If the same document is ingested at two different times, how to have the same id in Elasticsearch

19 views Asked by At

Let's say I have 50 documents I want to ingest into an index. So I do this and I have 50 documents I can retrieve if I were to query Elasticsearch.

At a later time, perhaps through an automated process, these same 50 documents end up getting ingested again. I do a query and I see pairs of documents with everything except for different _id value. Actually the _id value which is 20 characters for the pair has characters 0,1 different and characters 16-19 different but characters 2-15 the exact same. I assume these _id are autogenerated, maybe the first 2 characters being some sort of sequence number?
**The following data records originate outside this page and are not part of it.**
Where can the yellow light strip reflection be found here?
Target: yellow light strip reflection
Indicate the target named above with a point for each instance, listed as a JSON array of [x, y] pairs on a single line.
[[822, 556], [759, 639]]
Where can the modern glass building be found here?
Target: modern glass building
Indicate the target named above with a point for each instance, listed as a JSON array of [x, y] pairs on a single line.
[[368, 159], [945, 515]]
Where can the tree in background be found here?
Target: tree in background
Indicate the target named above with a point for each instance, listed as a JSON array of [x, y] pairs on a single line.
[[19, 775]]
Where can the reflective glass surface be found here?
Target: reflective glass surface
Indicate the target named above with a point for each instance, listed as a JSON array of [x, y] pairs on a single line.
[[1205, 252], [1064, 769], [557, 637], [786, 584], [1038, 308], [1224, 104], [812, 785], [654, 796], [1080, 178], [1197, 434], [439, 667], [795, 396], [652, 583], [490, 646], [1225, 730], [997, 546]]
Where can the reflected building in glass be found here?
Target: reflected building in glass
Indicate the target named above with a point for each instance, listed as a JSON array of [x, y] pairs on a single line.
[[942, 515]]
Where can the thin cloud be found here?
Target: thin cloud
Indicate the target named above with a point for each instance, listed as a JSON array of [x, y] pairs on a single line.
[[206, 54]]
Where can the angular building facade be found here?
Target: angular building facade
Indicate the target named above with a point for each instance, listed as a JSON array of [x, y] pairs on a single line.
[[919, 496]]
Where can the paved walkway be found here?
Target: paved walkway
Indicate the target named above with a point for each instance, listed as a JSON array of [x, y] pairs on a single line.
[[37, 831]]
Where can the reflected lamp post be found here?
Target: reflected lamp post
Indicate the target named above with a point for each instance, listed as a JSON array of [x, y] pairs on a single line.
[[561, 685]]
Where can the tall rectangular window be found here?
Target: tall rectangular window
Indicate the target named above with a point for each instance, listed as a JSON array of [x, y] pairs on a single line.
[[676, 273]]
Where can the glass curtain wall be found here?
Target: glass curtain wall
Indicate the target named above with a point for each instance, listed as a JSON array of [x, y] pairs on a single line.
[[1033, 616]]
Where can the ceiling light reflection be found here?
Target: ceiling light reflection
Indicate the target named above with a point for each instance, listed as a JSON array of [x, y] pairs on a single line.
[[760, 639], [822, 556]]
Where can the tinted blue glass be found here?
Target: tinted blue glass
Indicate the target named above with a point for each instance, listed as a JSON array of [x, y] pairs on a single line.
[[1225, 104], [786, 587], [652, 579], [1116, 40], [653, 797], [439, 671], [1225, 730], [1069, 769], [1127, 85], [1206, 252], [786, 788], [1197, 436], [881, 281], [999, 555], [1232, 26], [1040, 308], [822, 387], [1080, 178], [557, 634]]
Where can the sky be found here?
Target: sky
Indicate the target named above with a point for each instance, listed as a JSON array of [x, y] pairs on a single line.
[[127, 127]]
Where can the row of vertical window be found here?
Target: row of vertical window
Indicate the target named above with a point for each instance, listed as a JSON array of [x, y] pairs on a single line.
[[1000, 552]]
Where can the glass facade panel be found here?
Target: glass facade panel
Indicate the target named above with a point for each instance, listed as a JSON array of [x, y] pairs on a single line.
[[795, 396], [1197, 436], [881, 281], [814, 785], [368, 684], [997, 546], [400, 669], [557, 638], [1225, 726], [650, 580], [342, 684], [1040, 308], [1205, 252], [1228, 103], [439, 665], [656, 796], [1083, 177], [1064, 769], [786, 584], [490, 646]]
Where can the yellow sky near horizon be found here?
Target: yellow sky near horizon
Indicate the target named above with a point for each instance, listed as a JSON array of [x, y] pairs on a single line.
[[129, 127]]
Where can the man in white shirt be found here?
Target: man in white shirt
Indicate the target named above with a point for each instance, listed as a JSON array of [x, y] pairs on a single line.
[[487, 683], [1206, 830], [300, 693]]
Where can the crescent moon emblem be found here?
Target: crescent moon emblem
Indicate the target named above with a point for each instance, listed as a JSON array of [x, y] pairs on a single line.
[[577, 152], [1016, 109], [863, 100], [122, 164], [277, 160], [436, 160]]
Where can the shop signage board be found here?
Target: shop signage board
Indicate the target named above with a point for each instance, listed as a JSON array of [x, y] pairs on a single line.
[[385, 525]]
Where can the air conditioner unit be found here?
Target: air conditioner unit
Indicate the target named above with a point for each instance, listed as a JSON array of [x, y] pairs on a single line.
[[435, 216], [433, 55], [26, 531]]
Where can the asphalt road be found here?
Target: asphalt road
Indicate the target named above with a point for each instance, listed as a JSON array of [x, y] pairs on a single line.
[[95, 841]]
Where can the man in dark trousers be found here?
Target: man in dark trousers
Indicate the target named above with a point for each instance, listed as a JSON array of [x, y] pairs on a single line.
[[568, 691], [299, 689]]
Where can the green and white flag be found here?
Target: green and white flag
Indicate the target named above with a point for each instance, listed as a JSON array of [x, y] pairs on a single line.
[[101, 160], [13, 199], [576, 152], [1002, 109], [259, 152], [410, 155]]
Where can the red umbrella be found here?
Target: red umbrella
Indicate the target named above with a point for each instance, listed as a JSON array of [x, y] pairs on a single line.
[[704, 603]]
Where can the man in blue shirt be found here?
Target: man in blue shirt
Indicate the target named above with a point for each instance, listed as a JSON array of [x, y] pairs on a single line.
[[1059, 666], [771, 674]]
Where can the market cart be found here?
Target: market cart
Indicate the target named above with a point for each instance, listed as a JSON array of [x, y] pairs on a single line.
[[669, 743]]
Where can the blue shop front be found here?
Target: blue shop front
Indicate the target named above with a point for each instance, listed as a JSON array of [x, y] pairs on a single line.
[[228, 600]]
But how would I go about having the document, each time, map to the same _id?

I expect each unique document to map to the same _id value so that my index is not filled up with the exact same information multiple times.

1

There are 1 answers

1
Tim On

You can use the fingerprint ingest processor to calculate an _id field from the fields in your document.

You'll need to decide which fields to use, that is, what makes a document "unique" - is it all fields, or are there specific identifier fields you want to use.

Then you define an ingest pipeline such as

PUT _ingest/pipeline/auto-id
{
  "processors": [
    {
      "fingerprint": {
        "fields": ["field1", "field2", "field3"],
        "target_field": "_id"
      }
    }
  ]
}

When you ingest documents, you specify that you want to use this pipeline

POST my-index/_doc?pipeline=id-fingerprint
{
  "field1": "one",
  "field2": "2",
  "field3": 3,
}